Our approach to JoCoKnow
Determining the technology
The key requirements for our technology choices are open source, FAIR principles of use, strong community support of the technology, and automation capable. Patrick Gale is an expert in the following technologies that were chosen for our approach to the implementation of this project.
Dataverse data repository and archive
Patrick has reviewed and tested various data repository software for years, but the Dataverse most extensively since UNC hosts and supports a local installation of the software and Patrick's work with the developers of the software at Harvard University. Our approach to using the Dataverse is primarily through the software API to enable automated deposit and retrieval of data. The automation allows for reuse of scripts, when combined with the management of large numbers of datasets becomes a necessity for efficiency and quality control.
Data table and metadata file formats
As we outline in our long-term preservation plan, the use of plain formatted text files is the primary focus of our data preservation efforts.

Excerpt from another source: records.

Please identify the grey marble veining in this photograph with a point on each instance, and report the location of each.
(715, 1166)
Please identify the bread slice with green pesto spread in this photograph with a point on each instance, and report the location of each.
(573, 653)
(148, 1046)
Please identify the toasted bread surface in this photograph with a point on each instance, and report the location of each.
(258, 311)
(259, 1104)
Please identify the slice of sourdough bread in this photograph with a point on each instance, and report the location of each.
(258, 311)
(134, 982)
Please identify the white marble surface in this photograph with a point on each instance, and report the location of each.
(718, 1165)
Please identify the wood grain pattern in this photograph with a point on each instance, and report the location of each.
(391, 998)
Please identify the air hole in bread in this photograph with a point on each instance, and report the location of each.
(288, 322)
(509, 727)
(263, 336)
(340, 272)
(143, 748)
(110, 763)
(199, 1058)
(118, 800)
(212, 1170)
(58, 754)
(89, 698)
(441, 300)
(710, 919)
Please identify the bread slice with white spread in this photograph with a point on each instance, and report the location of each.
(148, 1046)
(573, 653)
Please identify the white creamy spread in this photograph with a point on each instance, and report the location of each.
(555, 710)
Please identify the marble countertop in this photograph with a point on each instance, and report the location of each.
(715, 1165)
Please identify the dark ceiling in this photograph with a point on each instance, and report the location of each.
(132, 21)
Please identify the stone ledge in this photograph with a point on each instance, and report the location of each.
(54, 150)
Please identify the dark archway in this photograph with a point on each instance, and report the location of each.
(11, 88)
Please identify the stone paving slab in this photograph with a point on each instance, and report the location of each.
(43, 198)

Storing our data tables and metadata within these formats ensures accessibility across operating systems and computing environments.
Our metadata will utilize JSON formatted text which is a simple text format widely used by software developers and researchers in general. Whether JSON is used for codebooks or data dictionaries, it allows for automated validation and linking of data their data descriptors. JSON is also the format of Jupyter notebooks which we will discuss next.

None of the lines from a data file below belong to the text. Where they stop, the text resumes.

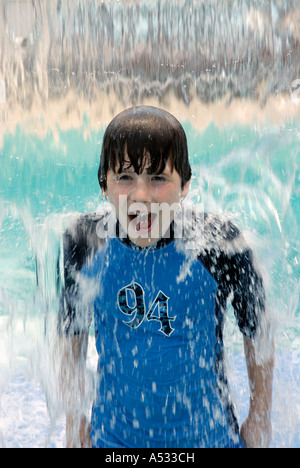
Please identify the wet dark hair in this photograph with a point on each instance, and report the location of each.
(140, 130)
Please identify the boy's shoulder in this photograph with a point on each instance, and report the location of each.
(212, 232)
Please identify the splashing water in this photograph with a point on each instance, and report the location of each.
(228, 71)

Jupyter notebook scripting framework
This is likely the best tool to have in your data curation toolbox. A Jupyter notebook is not only the visual eye candy for representing your metadata, but it provides you with the tools to download and work with much of the data. This is significant because we can run data analyses from within the notebook and save the results and notes from those analyses within a single file. The best thing about these notebooks is they are JSON formatted (you will notice we talk at great lengths about JSON in this proposal). In our KG and data repository, we will provide notebook examples and best practices and demonstrate the power of these notebooks.

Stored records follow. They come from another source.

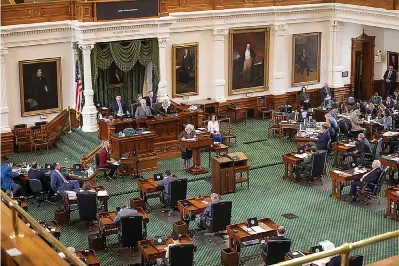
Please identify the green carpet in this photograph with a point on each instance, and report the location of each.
(320, 216)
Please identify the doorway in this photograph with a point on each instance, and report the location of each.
(362, 66)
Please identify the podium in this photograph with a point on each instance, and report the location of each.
(195, 146)
(223, 178)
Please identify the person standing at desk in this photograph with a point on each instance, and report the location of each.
(34, 173)
(119, 107)
(8, 174)
(304, 99)
(124, 212)
(187, 154)
(105, 160)
(143, 110)
(213, 128)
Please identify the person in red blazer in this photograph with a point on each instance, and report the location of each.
(105, 160)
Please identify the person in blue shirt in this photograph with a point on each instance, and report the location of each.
(7, 178)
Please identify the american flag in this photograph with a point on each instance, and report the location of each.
(79, 89)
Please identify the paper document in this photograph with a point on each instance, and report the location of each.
(102, 193)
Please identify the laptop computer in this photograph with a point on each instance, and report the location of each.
(316, 249)
(158, 177)
(159, 240)
(252, 222)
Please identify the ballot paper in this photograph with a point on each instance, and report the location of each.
(102, 193)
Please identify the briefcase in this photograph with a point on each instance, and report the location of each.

Docusaurus documentation framework
Docusaurus is a popular open-source tool for documentation. We will use this as our KG website framework since it is easy to manage and publish online since it does not require a database. The documentation will be written in plain text Markdown format.
GitHub code repository
We plan to use GitHub as our main public repository for our KG. GitHub allows for quick automated builds to a hosting service such as Vercel, and GitHub is a leader in code repository hosting and a familiar resource for developers. We will archive a copy of the KG to the data repository for long term storage/archiving and citation. GitHub also improves our outreach efforts through their repository discussion and issue boards.